A floating storage and regasification unit for Germany’s planned terminal in Stade is expected to arrive on site next month, while its sister ship has already berthed in what will be a new logistical arrangement for an existing project.

Data provider iGIS/LNG said the 174,000-cbm Energos Force (ex-Transgas Force, built 2021), which is loaded with a US cargo, is set to arrive shortly before Easter. But it will first visit Rotterdam for some additional preparation.

There have been some complications at Hanseatic Energy Hub’s Stade terminal which appears to be delaying its start-up, the data company detailed.

The Stade FSRU will be located at Bremerhaven on the Elbe River in north-west Germany and will operate under the direction of Deutsche Energy Terminal.

The vessel and its sister ship — the Energos Power — are both on 10-year charters that began in early 2023 to the German Federal Ministry of Economic Affairs & Climate Change.

Elsewhere in Germany, the FSRU Energos Power arrived at the port of Mukran in the past few days to begin trial operations to test all onshore and ship systems, terminal operator Deutsche ReGas said.

The Energos Power — one of two FSRUs bought by Energos Infrastructure from Greek shipowner Dynagas — was carrying a shipment of LNG loaded from the Snohvit project in Norway.

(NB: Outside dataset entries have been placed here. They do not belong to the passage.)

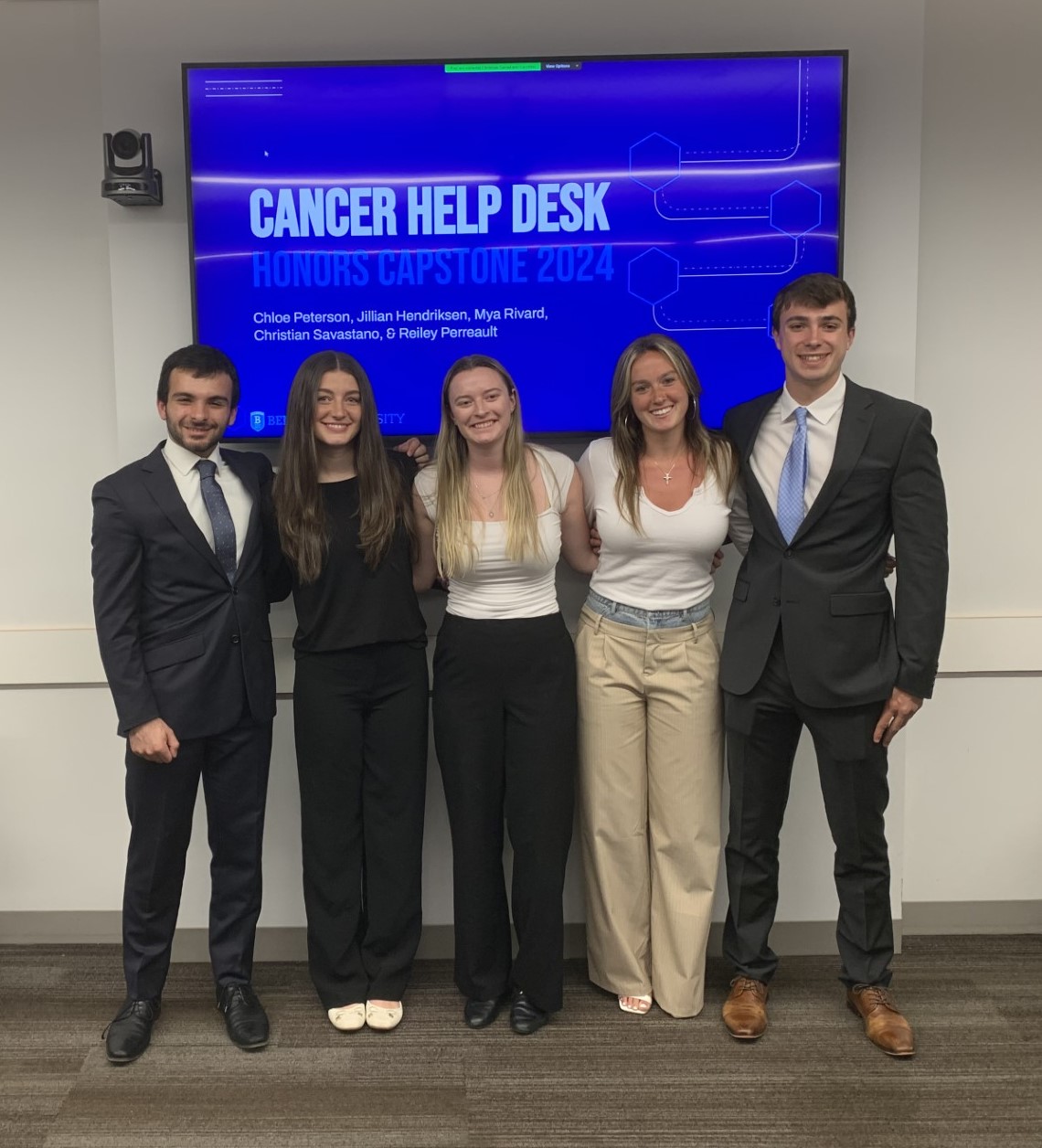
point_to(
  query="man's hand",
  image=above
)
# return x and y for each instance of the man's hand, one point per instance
(898, 712)
(416, 450)
(154, 740)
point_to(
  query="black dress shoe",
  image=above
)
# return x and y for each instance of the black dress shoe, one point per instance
(243, 1016)
(525, 1016)
(481, 1014)
(129, 1035)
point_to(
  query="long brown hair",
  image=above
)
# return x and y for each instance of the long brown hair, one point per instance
(709, 448)
(300, 510)
(456, 550)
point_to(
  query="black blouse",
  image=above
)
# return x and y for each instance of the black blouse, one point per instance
(350, 604)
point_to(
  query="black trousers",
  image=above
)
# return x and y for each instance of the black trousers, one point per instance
(504, 729)
(161, 801)
(360, 729)
(763, 728)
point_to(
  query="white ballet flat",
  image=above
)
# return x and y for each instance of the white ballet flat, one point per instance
(377, 1016)
(642, 1009)
(348, 1017)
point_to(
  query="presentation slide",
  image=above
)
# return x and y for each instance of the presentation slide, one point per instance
(543, 212)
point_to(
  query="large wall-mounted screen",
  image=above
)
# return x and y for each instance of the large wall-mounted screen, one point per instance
(542, 211)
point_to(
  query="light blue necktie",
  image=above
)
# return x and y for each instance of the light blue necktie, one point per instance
(220, 516)
(793, 480)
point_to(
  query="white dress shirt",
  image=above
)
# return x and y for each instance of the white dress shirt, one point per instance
(181, 464)
(772, 442)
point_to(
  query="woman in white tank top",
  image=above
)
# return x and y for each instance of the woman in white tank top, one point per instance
(504, 686)
(651, 740)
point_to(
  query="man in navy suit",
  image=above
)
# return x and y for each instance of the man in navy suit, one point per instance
(831, 473)
(183, 578)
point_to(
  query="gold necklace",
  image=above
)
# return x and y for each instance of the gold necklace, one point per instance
(667, 475)
(484, 498)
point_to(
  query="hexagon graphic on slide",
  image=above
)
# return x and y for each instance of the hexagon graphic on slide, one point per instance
(654, 162)
(654, 276)
(795, 209)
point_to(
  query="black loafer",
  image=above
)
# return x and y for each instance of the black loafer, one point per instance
(130, 1034)
(525, 1017)
(243, 1016)
(481, 1014)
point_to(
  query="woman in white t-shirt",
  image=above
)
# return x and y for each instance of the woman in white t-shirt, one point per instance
(651, 743)
(501, 514)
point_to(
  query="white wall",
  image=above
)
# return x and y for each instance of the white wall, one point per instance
(974, 786)
(115, 63)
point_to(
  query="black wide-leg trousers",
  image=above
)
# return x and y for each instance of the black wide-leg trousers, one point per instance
(504, 729)
(360, 728)
(161, 802)
(762, 730)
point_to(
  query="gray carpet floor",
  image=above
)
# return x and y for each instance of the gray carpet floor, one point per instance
(593, 1076)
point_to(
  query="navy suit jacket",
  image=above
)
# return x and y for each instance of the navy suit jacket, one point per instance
(844, 643)
(176, 640)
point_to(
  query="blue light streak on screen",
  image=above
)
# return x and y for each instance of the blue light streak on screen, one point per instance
(543, 218)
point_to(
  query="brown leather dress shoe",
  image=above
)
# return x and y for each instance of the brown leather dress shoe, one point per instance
(745, 1009)
(885, 1026)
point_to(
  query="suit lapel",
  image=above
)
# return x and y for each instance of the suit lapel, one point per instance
(855, 424)
(158, 481)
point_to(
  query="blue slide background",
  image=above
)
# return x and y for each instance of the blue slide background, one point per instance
(724, 183)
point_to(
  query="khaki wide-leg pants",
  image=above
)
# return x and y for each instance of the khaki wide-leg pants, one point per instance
(651, 762)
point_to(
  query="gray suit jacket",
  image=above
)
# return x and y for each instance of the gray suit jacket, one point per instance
(844, 643)
(178, 641)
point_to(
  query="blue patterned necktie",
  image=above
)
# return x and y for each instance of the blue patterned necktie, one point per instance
(793, 480)
(220, 516)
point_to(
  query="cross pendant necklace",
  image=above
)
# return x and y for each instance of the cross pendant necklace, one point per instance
(667, 475)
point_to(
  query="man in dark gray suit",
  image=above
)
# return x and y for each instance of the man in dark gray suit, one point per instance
(185, 561)
(831, 473)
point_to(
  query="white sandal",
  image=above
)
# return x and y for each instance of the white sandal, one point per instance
(645, 1001)
(348, 1017)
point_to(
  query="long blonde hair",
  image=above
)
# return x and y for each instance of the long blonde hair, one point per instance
(456, 550)
(709, 448)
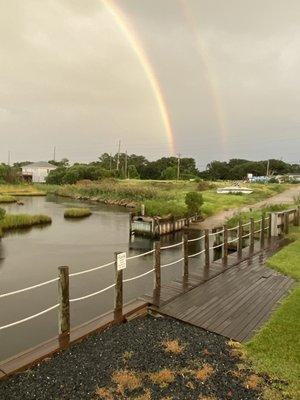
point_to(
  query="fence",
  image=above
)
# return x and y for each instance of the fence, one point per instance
(266, 227)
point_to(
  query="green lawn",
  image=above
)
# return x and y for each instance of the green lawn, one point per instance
(276, 348)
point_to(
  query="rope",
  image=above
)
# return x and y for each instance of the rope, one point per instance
(196, 254)
(138, 276)
(140, 255)
(234, 228)
(172, 263)
(194, 240)
(92, 294)
(215, 247)
(233, 240)
(91, 269)
(172, 245)
(29, 288)
(29, 318)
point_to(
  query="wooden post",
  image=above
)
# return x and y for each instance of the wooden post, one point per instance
(185, 255)
(286, 222)
(240, 241)
(206, 246)
(64, 307)
(225, 246)
(118, 311)
(262, 233)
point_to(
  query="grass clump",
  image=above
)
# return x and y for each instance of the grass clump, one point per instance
(21, 221)
(7, 199)
(77, 212)
(276, 347)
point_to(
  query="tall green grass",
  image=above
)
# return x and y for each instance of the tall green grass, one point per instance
(276, 347)
(77, 212)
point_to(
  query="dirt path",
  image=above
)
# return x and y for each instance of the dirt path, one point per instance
(220, 219)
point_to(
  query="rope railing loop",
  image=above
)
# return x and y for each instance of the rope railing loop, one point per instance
(86, 271)
(28, 288)
(171, 246)
(138, 276)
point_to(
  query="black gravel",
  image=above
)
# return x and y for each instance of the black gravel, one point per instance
(76, 373)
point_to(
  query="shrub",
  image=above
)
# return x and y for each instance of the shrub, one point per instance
(194, 201)
(77, 212)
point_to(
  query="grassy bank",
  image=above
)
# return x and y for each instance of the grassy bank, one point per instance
(5, 199)
(22, 190)
(20, 221)
(276, 348)
(163, 197)
(77, 213)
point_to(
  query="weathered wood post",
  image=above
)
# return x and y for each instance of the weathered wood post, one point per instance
(225, 246)
(185, 255)
(240, 239)
(118, 311)
(207, 255)
(64, 307)
(262, 233)
(157, 273)
(286, 222)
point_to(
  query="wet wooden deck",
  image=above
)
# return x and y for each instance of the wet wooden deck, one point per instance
(234, 303)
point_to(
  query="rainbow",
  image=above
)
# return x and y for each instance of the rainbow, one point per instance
(211, 76)
(137, 47)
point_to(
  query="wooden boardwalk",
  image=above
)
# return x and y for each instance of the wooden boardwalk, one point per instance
(234, 303)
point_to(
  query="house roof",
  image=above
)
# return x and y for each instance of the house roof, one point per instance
(40, 164)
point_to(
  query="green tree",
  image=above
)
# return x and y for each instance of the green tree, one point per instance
(194, 201)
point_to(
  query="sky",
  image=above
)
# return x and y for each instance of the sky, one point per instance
(227, 73)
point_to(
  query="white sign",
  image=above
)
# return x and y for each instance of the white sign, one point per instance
(121, 261)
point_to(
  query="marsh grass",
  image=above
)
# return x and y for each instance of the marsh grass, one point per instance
(77, 212)
(5, 198)
(275, 349)
(22, 221)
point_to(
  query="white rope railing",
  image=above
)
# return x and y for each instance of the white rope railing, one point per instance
(29, 318)
(233, 240)
(196, 254)
(196, 239)
(233, 229)
(138, 276)
(171, 246)
(92, 294)
(91, 269)
(140, 255)
(172, 263)
(29, 288)
(215, 247)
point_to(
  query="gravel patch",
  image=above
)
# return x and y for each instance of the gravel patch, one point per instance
(145, 359)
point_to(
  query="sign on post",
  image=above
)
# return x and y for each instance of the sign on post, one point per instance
(121, 261)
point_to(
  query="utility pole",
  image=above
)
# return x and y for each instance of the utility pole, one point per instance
(126, 172)
(118, 155)
(178, 166)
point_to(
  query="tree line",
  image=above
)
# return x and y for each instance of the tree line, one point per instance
(134, 166)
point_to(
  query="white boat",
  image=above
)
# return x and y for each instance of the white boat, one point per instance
(235, 190)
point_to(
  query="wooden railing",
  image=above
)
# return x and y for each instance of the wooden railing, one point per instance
(267, 226)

Deutsche ReGas supervisory board chairman Stephan Knabe said: “Energos Power will feed natural gas from Mukran into the German gas pipeline this winter.”

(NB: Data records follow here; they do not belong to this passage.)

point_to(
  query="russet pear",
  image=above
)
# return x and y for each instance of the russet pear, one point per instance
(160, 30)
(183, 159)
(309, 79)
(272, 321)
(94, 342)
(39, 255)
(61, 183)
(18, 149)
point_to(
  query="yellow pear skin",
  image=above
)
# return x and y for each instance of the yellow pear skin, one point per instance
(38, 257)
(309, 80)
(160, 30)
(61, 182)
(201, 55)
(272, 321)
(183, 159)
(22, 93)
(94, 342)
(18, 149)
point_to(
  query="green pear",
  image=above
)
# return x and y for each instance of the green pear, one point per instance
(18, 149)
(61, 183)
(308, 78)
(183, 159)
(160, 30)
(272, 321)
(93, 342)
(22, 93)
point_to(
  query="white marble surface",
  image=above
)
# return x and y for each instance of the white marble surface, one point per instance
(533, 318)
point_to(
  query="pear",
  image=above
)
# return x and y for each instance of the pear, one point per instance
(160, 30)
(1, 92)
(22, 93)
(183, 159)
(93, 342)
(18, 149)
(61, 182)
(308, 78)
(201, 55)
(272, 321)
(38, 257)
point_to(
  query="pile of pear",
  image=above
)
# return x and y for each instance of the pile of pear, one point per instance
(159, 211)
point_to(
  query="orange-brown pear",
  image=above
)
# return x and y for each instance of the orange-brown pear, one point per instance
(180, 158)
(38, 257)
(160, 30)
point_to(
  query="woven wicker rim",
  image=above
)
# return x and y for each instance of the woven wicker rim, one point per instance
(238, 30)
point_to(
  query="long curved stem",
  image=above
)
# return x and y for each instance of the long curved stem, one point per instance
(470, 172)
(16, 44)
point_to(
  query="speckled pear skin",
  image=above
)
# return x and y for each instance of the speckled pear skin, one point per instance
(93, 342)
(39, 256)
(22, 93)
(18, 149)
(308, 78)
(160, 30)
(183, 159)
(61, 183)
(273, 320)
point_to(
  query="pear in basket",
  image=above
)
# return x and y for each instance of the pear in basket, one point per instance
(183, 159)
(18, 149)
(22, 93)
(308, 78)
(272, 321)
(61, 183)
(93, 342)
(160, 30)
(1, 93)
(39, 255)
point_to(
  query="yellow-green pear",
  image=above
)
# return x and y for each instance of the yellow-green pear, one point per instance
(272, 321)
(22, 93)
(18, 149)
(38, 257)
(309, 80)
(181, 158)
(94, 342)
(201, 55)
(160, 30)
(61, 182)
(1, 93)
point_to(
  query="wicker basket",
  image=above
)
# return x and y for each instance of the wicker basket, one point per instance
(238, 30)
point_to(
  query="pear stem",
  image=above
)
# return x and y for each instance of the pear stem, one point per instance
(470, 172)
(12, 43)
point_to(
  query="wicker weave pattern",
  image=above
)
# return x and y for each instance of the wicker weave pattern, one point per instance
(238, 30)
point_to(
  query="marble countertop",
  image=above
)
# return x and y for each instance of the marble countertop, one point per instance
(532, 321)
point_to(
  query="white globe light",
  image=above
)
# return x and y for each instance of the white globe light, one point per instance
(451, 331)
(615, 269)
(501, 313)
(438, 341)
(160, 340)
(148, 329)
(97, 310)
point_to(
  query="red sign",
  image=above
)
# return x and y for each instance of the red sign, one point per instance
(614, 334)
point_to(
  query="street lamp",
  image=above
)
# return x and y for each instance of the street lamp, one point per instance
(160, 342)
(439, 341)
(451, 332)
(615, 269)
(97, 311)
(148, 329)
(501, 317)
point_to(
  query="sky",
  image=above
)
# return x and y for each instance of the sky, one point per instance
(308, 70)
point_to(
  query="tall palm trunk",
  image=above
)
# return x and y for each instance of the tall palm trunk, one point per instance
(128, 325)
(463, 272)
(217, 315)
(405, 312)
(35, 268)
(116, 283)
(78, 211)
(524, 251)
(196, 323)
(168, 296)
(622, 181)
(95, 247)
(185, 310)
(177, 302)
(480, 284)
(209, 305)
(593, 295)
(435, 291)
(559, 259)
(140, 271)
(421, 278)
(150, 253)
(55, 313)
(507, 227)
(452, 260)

The existing FSRU at the port, the smaller 145,130-cbm Neptune (built 2009) is due to leave in the spring, Deutsche ReGas said.

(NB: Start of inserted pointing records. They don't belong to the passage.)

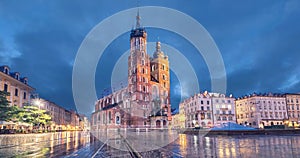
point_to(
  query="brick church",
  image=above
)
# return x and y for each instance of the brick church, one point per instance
(145, 102)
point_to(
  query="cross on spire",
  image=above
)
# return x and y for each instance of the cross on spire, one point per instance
(138, 19)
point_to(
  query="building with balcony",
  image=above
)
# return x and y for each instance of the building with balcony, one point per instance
(259, 110)
(16, 85)
(61, 118)
(208, 109)
(293, 109)
(223, 108)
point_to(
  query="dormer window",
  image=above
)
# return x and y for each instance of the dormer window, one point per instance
(17, 76)
(25, 80)
(6, 70)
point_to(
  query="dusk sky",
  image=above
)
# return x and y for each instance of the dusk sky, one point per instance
(258, 40)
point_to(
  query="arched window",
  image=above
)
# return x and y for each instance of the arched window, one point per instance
(109, 117)
(153, 67)
(118, 120)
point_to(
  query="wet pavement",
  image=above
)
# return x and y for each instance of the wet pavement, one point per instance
(81, 144)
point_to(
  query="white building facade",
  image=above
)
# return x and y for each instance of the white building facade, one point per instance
(259, 110)
(208, 109)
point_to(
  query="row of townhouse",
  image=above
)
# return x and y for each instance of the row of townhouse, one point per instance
(62, 119)
(205, 110)
(259, 110)
(21, 94)
(255, 110)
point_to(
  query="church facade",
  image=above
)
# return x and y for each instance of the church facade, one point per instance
(145, 102)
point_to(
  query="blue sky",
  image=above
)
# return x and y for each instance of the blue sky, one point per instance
(258, 40)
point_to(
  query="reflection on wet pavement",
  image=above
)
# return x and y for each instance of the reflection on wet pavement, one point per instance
(80, 144)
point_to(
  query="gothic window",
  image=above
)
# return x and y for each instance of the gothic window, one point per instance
(118, 120)
(24, 95)
(109, 117)
(16, 92)
(153, 67)
(5, 87)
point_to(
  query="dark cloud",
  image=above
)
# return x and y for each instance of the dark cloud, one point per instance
(259, 42)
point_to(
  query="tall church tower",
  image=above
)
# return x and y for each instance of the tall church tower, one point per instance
(139, 75)
(160, 74)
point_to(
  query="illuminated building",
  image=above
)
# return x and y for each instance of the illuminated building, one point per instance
(145, 102)
(208, 109)
(293, 109)
(16, 85)
(259, 110)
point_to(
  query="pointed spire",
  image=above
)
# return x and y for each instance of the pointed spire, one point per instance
(158, 46)
(138, 19)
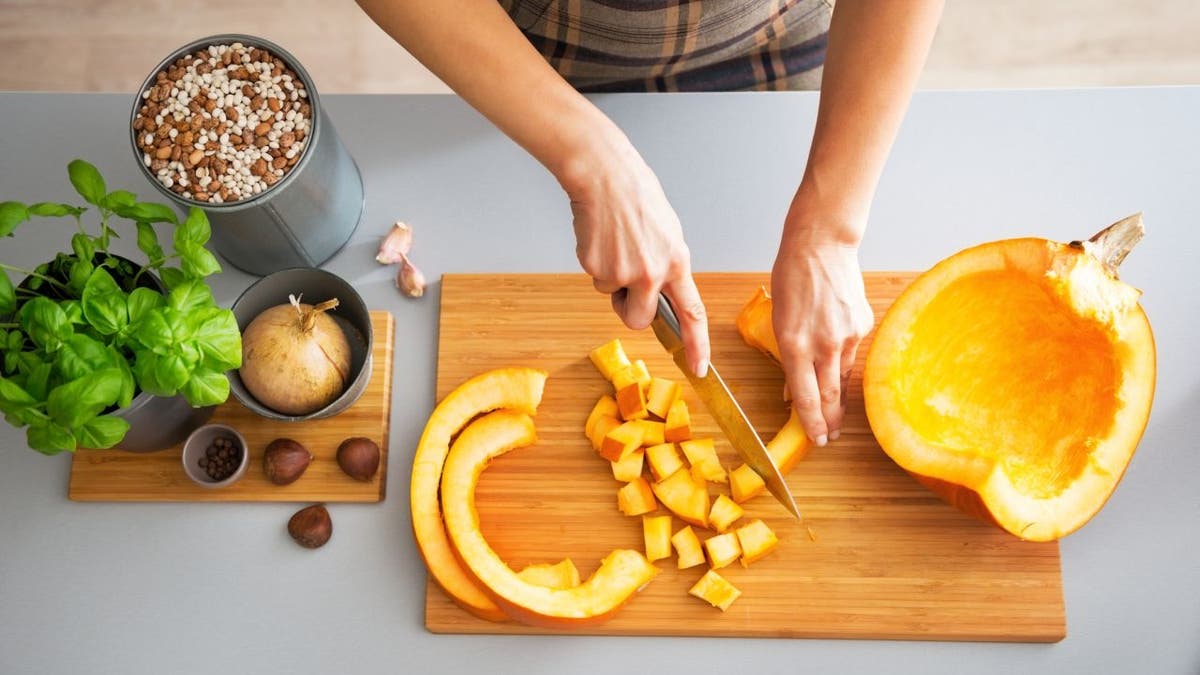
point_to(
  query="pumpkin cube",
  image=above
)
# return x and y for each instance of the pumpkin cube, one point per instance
(622, 441)
(653, 432)
(657, 533)
(601, 428)
(723, 549)
(701, 454)
(630, 384)
(636, 497)
(660, 395)
(664, 460)
(610, 358)
(684, 496)
(745, 483)
(561, 575)
(678, 423)
(629, 466)
(715, 590)
(724, 513)
(756, 541)
(688, 549)
(790, 444)
(605, 407)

The company added that this will “eliminate the LNG shuttle traffic” between the out-of-port, 140,500-cbm floating storage unit Seapeak Hispania (built 2002) with smaller vessels bringing in cargoes to the existing FSRU.

TotalEnergies and Deutsche ReGas’ private Deutsche Ostsee LNG import project at Lubmin was officially opened on 14 January.

Deutsche ReGas started up the LNG import facility — then Germany’s third to be put into operation — in 2022.

Lubmin is the first and so far the only privately financed FSRU-based terminal in Germany.